01. What's the Goal?
Kindness — and all those other ooey-gooey feelings — can be tricky to model and teach in a museum setting. While the Kindness Gallery at the Children’s Museum of Pittsburgh aspires to facilitate conversations about kindness, the result is a hodge-podge of different exhibits, not all of which accomplish their goal.
That’s where we came in. Based on our initial research, I was especially curious about how we could encourage learning and experiencing empathy within families. Hard enough just for adults, right?
To guide our exhibit design, we focused on two Social and Emotional Learning (SEL) Competencies.
Primary Goal
Social Awareness: Showing understanding and empathy for others.
Secondary Goal
Relationship Skills: Practicing teamwork and collaborative problem-solving.
Empathy was a loaded word, especially for children, so we reframed it to be about care. To guide our exhibit design ideation, we spoke to 12 museum visitors (including both adults and children). This allowed us to better understand how they held conversations about care and collaboration.
Physical Touch
Physical touch or providing physical objects is critical in how children express empathy and care to their adults.
Collaboration
At the Children’s Museum, interaction with other children through collaboration or even taking turns is valued by adults in teaching children about kindness.
Being Grown-Up
Experiences in which children can attempt “grown-up” activities are more novel and inspire more wonder.
Our Goal
02. Ideation
Through our conversations with both museum visitors and expert stakeholders, we generated 20+ ideas and narrowed down to 3 final concepts. Ultimately, we landed on an exhibit experience where children must work together to help a distressed robot feel better — HELP-A-ROBOT!
Why HELP-A-ROBOT? Out of all those ideas, HELP-A-ROBOT promised the greatest opportunity for collaborative play and for children to attempt novel “adult” activities like adjusting a screw.
Attraction
Engagement #1
Engagement #2
Engagement #3
Closure
03. Testing the Robot
No, it really was a surprise. Over two rounds of testing and iteration at the Children’s Museum, I was constantly wowed by how delighted children were to play and engage with HELP-A-ROBOT. Sometimes kids even came back repeatedly to engage again or had to be pulled away by their parents.
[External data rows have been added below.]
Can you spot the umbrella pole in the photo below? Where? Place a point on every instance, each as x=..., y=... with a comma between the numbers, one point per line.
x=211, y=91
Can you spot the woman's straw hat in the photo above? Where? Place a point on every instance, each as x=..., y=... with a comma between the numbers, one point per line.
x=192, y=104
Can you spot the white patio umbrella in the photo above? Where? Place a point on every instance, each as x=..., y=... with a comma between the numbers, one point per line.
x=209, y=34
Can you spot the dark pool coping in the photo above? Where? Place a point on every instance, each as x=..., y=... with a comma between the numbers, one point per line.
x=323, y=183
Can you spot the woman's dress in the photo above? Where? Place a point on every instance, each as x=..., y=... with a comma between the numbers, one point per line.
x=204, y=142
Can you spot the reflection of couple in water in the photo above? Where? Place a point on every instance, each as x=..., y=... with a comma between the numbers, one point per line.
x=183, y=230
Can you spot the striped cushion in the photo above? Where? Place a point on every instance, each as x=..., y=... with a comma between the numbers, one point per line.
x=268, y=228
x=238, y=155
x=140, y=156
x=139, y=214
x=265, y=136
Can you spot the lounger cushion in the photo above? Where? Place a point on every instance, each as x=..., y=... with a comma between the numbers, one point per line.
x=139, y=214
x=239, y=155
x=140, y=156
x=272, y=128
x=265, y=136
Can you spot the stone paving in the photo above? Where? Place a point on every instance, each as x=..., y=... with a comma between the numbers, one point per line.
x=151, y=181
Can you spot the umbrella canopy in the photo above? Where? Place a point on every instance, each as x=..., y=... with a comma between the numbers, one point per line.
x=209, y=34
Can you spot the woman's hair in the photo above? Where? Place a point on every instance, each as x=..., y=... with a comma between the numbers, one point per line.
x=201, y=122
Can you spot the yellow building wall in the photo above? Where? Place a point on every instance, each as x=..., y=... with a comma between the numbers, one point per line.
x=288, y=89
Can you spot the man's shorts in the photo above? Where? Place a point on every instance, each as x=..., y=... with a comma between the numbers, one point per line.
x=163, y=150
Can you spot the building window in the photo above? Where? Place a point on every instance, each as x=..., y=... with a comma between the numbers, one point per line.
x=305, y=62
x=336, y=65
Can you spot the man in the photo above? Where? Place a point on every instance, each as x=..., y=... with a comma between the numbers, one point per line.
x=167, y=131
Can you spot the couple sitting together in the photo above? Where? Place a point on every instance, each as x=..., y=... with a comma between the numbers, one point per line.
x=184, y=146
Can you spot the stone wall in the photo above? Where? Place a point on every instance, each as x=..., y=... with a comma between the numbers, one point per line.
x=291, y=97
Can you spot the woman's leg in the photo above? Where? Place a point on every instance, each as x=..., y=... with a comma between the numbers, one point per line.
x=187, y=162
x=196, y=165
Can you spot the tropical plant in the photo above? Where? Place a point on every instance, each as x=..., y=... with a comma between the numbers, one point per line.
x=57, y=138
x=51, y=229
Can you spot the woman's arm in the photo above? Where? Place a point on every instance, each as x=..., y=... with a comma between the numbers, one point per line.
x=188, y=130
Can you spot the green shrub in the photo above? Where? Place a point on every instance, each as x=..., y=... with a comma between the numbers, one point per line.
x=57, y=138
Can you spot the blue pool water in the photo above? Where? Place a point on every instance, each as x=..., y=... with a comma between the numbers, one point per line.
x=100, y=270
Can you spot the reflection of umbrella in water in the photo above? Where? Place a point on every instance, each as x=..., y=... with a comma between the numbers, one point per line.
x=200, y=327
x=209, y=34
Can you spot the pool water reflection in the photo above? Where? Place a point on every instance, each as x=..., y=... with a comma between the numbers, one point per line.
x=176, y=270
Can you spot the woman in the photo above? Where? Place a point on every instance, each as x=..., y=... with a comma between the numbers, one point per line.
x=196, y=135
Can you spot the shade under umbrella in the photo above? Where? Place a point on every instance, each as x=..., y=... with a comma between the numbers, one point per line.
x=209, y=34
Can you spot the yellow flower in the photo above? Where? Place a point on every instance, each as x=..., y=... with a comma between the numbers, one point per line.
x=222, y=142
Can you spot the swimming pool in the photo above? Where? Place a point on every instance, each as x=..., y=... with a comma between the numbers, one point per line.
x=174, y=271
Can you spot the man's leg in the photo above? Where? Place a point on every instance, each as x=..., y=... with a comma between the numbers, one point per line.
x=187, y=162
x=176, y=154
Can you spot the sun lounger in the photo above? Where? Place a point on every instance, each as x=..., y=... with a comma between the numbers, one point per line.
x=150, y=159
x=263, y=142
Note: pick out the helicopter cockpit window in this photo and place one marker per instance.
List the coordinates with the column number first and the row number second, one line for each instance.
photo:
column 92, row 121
We observed 31 visitors, conducted exit interviews, and synthesized our findings through a VEP engagement graph.
- Female caregiver to young boy
- Sibling to another sibling
- Caregiver to young boy
- Young boy
The thematic protocol was tightened to be more rigorous on the second round of iteration, so likely, engagement levels remained similar across both rounds of iteration and testing.
Need Speedy Feedback
The robot's expression changed after tasks, but more responsive feedback was needed. Without a clear narrative, helping the robot lacked defined start and end points. Sound, vocal, or tactile cues could better connect assistance with care.
Family Contexts
I initially expected more direct collaboration between caregivers and children, but by large, it depended. Some adults explain and direct play, especially when children are younger and require more guidance.
Others allow children to guide the play, only collaborating when their kids draw them in. A lot of collaborative play was actually between children, siblings taking turns or children playing different surfaces of the robot together.
Learning Empathy
Most children understood the robot needed help, and some children could directly link their repair efforts to the robot feeling better. Parents also occasionally began conversations about how the robot was feeling.
So I believe future iterations may have a real potential to create an even stronger relationship between repair and care.
04. Iterations On Our Solution
Over the course of prototyping, testing, and interviewing, we had two main iterations of HELP-A-ROBOT. While there's still so much I'd love to explore and change in the future, I learned a lot across both iterations.
05. Lessons Learned
Repair and care at the Children’s Museum of Pittsburgh
Although our team had no time for a third iteration, HELP-A-ROBOT opened up new possibilities for repair and care as a theme in exhibit design. Could there be disembodied robot parts which children can rotate around and fix? Or could we depart from robots and darn old socks for a teddy bear with cold feet?
Combining digital and analog
I went into this project determined to push around some pixels, and yet, surprisingly, I was the one to come up with a physical robot. Pushing myself to physically prototype, cut and piece together foam core, and striving to be scrappy was a great learning experience — one that I’ll take with me, whether I’m working with digital or analog.
Designing for kids
I’ve always loved Avatar the Last Airbender, and here’s a big reason why: they assume their audience (kids) are smart. And they're right. Kids are smart! Whenever there was an issue with my design, I understood it wasn’t because kids didn’t get it — but rather that I needed to communicate my design intentions more clearly.